Screen shot of Automator workflow

Screen shot of Automator workflow

Extracting the text as "Rich Text" was the key. Running this workflow put an RTF file on my desktop that I then opened in Microsoft Word, which (I must now grudgingly admit) has some very useful features for a job like this. When I opened the file, for example, I noticed that all of the footnote text was a certain font size. I then used Word’s find and replace formatted text function to find and eliminate all text of that font size.

I used a similar technique to get rid of all the footnote reference numbers in the text, but in this case I had to be more specific because some of the text I wanted to preserve (like superscript "th," "st, and "nd" for ordinal numbers like "4th," "1st," and "2nd") was the same font size as the footnote markers. So I used Word’s native version of regular expressions (called wildcards) to find only numbers of that font size. In other words, the "Advanced Find and Replace" dialogue I used looked like this:

Word find and replace dialogue with wildcards

Word find and replace dialogue with wildcards

I used the same technique to eliminate the reference numbers leftover from the eliminated footnotes, which were all of an even smaller font size. Similar adjustments can be made by noticing that many of the ordinal suffixes mentioned earlier ("th," "st," and "nd") are "raised" or "lowered" by a certain number of points. You can see this by selecting those abbreviations and then opening the Font window in Word. Clicking on the "Advanced" tab will reveal whether the text has been lowered or raised. An advanced find and replace to change all text raised or lowered by specific points with text that is not raised or lowered fixed some, though not all, of these problems.

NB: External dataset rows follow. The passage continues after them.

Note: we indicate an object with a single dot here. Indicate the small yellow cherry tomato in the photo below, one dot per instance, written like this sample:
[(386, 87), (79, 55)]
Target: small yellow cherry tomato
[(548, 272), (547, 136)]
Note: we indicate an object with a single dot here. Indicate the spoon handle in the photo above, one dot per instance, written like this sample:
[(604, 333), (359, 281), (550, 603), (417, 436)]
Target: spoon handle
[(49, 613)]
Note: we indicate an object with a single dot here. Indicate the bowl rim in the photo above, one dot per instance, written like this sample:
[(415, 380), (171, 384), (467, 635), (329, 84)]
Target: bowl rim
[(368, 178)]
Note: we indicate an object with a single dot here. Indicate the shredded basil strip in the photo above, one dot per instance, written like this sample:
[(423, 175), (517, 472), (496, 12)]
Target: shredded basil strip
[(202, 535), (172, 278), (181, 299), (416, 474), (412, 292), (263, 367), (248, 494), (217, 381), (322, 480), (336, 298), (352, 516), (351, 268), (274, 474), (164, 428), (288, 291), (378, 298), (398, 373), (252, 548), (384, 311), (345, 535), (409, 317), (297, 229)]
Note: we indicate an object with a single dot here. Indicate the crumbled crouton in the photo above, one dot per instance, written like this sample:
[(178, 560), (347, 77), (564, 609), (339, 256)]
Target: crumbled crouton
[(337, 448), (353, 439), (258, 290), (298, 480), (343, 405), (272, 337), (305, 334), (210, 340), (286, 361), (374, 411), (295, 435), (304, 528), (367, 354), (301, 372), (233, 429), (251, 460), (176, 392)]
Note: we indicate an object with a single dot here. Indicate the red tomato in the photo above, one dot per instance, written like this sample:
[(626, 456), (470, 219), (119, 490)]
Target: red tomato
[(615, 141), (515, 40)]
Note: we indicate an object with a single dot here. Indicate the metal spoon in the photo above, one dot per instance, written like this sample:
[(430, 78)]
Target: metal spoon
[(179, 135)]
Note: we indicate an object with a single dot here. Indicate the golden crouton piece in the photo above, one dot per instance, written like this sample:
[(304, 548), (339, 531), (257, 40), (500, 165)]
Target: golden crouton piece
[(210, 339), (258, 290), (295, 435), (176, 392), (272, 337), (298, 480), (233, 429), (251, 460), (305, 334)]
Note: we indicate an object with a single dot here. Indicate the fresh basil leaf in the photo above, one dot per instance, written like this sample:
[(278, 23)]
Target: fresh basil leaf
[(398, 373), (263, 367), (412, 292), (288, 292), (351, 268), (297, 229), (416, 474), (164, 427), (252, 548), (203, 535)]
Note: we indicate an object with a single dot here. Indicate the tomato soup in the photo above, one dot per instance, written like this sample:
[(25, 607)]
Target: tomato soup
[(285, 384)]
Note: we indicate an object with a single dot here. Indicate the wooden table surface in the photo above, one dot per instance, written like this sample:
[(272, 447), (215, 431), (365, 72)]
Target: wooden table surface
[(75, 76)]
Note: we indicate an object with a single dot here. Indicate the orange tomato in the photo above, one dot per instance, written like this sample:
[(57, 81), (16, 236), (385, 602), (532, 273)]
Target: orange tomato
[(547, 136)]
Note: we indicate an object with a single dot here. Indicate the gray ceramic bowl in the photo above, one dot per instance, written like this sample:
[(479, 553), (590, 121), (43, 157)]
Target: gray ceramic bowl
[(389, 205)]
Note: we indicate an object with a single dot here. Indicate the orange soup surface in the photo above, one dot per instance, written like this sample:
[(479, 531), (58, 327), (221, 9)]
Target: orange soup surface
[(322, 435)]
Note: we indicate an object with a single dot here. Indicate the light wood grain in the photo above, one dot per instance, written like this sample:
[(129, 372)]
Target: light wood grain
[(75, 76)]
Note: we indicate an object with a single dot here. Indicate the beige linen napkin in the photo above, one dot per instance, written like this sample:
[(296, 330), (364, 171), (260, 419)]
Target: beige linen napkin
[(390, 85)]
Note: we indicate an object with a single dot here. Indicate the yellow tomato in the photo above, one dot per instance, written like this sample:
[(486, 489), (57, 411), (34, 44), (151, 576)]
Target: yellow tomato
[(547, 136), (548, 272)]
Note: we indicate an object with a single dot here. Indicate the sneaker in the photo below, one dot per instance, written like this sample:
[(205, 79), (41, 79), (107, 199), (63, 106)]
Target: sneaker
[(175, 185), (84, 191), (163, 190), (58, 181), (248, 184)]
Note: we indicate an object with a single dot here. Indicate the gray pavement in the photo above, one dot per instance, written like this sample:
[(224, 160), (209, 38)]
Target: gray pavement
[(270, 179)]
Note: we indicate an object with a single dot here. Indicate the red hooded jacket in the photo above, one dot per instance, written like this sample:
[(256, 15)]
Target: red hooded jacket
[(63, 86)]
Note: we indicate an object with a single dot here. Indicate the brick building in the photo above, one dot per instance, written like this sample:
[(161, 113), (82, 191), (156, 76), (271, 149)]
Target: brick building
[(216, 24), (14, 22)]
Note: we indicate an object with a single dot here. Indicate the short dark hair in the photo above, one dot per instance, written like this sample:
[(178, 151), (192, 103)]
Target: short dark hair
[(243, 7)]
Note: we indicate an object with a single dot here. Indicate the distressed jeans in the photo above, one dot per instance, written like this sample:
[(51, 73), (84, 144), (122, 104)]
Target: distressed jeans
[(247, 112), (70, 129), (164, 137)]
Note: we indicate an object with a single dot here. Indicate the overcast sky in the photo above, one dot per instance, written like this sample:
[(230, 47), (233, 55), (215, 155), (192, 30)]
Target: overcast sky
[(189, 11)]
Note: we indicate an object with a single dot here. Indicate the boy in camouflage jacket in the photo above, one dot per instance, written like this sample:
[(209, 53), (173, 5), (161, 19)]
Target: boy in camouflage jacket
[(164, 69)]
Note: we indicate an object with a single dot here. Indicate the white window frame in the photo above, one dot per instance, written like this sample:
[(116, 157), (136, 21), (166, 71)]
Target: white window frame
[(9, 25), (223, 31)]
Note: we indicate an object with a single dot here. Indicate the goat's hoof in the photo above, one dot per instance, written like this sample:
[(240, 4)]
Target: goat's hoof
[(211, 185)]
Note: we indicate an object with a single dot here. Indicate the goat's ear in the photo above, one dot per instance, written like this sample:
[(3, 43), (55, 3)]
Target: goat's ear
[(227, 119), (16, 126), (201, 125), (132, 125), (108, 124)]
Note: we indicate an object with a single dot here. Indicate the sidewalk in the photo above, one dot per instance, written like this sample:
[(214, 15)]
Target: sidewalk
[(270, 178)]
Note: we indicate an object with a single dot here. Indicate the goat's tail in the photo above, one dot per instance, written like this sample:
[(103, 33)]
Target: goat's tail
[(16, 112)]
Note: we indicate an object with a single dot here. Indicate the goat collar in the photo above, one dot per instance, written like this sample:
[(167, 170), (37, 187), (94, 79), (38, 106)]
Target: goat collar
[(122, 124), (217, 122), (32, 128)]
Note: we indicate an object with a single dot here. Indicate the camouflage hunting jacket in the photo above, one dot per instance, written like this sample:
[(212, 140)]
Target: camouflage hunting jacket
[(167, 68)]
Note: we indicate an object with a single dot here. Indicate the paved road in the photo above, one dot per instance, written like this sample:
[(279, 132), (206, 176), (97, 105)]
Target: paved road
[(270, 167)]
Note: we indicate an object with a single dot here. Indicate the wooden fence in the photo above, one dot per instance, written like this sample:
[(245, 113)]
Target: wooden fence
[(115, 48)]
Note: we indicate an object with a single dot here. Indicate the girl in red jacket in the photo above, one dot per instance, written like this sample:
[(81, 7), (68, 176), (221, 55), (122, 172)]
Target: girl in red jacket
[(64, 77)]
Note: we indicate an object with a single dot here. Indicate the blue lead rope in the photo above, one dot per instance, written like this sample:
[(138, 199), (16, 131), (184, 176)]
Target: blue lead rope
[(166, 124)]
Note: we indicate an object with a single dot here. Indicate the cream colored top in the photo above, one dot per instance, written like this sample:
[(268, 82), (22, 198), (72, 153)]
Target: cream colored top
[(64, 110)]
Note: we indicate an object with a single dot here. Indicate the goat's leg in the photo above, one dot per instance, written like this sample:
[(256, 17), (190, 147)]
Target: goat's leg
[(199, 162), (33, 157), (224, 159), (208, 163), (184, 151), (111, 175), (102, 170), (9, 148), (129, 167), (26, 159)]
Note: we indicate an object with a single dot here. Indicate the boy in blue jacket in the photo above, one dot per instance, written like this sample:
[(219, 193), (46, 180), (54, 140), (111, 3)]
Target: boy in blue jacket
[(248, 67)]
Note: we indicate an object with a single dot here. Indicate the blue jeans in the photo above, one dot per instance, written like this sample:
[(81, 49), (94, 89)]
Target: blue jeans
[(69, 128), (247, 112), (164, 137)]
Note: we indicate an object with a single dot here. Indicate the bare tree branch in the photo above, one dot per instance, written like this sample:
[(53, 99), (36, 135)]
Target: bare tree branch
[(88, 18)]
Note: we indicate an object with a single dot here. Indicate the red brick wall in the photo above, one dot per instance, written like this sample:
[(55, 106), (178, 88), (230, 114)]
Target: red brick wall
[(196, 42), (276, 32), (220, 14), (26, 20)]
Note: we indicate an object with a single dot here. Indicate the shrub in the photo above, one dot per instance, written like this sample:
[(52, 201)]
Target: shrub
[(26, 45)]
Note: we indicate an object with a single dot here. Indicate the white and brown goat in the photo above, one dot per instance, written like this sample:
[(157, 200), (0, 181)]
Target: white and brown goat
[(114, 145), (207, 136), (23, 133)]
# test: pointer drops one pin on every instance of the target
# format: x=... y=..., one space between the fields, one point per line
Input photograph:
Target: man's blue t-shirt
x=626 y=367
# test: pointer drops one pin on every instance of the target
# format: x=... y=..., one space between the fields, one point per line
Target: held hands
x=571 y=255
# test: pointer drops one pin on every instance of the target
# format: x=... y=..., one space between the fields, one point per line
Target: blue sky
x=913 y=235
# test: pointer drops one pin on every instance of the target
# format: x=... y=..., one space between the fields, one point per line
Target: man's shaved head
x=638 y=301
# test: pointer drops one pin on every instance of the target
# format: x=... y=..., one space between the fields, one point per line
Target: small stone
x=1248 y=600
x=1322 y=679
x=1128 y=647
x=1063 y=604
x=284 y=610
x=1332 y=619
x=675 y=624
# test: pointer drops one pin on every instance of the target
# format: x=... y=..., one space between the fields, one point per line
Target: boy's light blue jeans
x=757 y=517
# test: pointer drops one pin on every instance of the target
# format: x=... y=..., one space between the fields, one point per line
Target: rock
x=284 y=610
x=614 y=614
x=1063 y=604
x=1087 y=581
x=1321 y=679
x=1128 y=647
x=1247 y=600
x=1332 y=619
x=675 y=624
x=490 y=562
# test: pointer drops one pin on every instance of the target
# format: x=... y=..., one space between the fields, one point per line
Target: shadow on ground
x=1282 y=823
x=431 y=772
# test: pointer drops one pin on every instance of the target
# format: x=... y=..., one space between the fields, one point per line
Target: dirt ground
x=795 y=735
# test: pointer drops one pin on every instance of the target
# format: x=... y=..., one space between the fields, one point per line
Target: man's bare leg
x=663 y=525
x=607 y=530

At this point I reached the limit of what I could do with the formatting find and replace features in Word, so I saved my document as a Plain Text file (with the UTF-8 encoding option checked to make things easier later on our Python parsing script), and then opened it up in a text editor. At this point I noticed that there were still some problems (though not as many!) in the text:

Houston, we have a problem

Houston, we have a problem

The main problem seems to arise in cases where there was a superscript ordinal suffix in the first line of an ad. As you can see, the "th" ends up getting booted up to the first line, and the remainder of the line gets booted down to the bottom of the page. Fortunately, there seems to be some pattern to this madness, a pattern susceptible to regular expressions. I also noticed that the orphaned line fragments following ordinals seem to always be moved to the bottom of the "page" right before the page number (in this case "16"). This made it possible to do a regex search for any lines ending in "th" (or "st" or "nd") followed by another line ending in a number, followed by a replacement that moves the suffix to where it should be. Though it took a while to manually confirm each of these replacements (I was worried about inadvertently destroying text), it wasn’t too hard to do.

A second regex search for page numbers allowed me to find all of the orphan fragments and manually move them to the lines where they should be (checking the master file from DRS in cases where it wasn’t clear which ad each fragment went with). The final step (which we already learned how to do in class) was to use a regular expression to remove all the year headers and page numbers from the file, as well as any blank lines. Franco’s drsparser script did the rest of the work of bursting the text file into individual ads and named the files using the provided metadata.

Measuring Document Similarity and Comparing Corpora

This past week, Alyssa and I have been looking at ways to quantify similarity of documents. We are doing this in the context of comparing Texas runaway slave ads to runaway slave ads from other states. Thanks to the meticulous work of Dr. Max Grivno and Dr. Douglas Chambers in the Documenting Runaway Slaves project at the Southern Miss Department of History, we have at our disposal a sizable set of transcribed runaway slave ads from Arkansas and Mississippi that we will be able to experiment with. Since the transcriptions are not in the individual-document format needed to measure similarity, Franco will be using regex to split those corpora into their component advertisements.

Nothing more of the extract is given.